Con todos los objetivos cumplidos y cinco salidas extravehiculares (EVA) realizadas la tripulación del transbordador Endeavour y de la estación realizaron la ceremonia de despedida tomandose una foto para recordar.

La tripulación del Shuttle Endeavour y la Expedición 20 de la ISS (Foto: NASA)

Desde que pasará por nuestras costas peruanas a la tripulación del transbordador sólo le faltarían un poco mas de 20 minutes para aterrizar en Cape Canaveral, en el Centro Espacial Kennedy de la NASA, en Florida.

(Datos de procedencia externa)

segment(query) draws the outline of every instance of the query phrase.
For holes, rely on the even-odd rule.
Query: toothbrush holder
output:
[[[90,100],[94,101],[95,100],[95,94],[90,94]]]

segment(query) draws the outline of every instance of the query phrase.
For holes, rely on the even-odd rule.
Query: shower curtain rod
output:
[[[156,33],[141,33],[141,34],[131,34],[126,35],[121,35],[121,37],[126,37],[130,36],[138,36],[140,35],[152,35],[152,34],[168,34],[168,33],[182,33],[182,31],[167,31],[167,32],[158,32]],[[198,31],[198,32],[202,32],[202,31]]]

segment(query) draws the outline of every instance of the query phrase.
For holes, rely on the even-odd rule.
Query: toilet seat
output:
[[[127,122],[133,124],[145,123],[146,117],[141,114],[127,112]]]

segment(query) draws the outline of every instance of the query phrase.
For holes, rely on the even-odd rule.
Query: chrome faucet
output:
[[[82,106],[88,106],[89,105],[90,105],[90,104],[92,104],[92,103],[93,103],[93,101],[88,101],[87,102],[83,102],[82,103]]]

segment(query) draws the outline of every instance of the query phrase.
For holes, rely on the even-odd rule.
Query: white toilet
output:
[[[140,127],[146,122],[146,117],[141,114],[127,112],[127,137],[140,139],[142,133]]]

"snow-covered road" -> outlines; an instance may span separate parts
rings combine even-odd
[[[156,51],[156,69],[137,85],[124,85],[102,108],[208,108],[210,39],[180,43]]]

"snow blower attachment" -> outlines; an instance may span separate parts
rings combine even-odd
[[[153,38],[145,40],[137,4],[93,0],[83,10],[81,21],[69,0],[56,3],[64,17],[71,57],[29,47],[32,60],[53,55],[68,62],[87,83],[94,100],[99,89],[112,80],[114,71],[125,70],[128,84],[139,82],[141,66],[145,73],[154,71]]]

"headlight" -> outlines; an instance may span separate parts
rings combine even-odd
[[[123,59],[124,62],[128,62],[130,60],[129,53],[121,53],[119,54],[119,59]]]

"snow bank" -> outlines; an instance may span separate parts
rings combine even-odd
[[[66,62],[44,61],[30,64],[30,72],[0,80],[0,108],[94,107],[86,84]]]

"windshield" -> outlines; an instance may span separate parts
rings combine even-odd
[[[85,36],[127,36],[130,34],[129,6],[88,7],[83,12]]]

Faltando 8 minutos para que aterrize el Endeavour pudo ser visto en las pantallas de nuestros monitores en el Centro de control. Durante unos minutos antes de tocar suelo el Shuttle estuvo majestuosamente volando en el aire como si fuera un ave, totalmente blanca.

Exitosamente a las 14:48:22 las ruedas posteriores del transbordador tocaron tierra y a las 14:49:11 el Endeavour se detuvo, completando asi su vuelo numero 29 a la Estación.

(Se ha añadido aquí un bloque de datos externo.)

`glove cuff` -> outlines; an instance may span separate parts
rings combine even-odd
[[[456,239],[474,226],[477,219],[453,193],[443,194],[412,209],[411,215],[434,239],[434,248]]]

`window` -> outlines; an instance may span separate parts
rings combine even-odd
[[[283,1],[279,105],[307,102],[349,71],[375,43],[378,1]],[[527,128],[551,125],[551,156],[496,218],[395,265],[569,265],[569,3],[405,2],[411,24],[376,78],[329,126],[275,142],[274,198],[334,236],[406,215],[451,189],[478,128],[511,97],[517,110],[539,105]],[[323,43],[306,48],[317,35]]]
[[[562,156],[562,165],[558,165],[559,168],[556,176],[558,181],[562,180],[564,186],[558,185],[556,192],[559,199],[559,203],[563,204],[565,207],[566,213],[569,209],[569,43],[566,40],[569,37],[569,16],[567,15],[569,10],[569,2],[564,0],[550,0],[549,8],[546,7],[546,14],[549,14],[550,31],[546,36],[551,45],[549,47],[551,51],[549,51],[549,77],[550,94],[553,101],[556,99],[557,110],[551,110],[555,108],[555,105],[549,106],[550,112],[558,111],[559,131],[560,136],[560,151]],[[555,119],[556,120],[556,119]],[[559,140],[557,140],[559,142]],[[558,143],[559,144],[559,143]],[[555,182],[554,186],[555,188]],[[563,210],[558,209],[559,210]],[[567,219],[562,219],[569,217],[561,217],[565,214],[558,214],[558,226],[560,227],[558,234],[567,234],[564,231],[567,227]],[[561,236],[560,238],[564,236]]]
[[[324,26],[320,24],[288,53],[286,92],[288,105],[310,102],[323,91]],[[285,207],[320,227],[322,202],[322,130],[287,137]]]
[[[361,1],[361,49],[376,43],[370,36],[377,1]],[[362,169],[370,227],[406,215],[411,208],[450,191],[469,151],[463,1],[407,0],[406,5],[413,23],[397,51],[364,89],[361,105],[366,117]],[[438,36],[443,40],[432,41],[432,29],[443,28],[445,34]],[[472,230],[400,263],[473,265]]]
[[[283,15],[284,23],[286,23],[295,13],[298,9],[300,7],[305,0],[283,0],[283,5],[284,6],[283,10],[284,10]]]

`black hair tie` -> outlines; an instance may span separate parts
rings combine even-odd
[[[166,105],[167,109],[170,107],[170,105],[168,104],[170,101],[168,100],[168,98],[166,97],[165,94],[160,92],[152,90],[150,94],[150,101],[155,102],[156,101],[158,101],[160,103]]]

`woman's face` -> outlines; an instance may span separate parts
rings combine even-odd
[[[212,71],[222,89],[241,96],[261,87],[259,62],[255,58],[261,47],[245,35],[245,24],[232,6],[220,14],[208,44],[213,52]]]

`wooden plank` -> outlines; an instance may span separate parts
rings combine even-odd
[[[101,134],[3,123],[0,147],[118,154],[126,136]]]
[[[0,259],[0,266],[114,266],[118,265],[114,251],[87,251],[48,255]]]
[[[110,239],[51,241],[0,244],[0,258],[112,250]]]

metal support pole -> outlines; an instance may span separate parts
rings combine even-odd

Shuttle Endeavour aterriza en Cape Kennedy, el 01 de Agosto (Foto: NASA)

El commandante de la mision Mark Polansky comunicó al centro de control, "WHEELS STOP. Shuttle Endeavour landed" y "We are happy to be home!"

Juan Martín Canales Romero
ISS Columbus Operations Coordinator

Coordinador Regional Sur América
Space Generation Advisory Council (SGAC)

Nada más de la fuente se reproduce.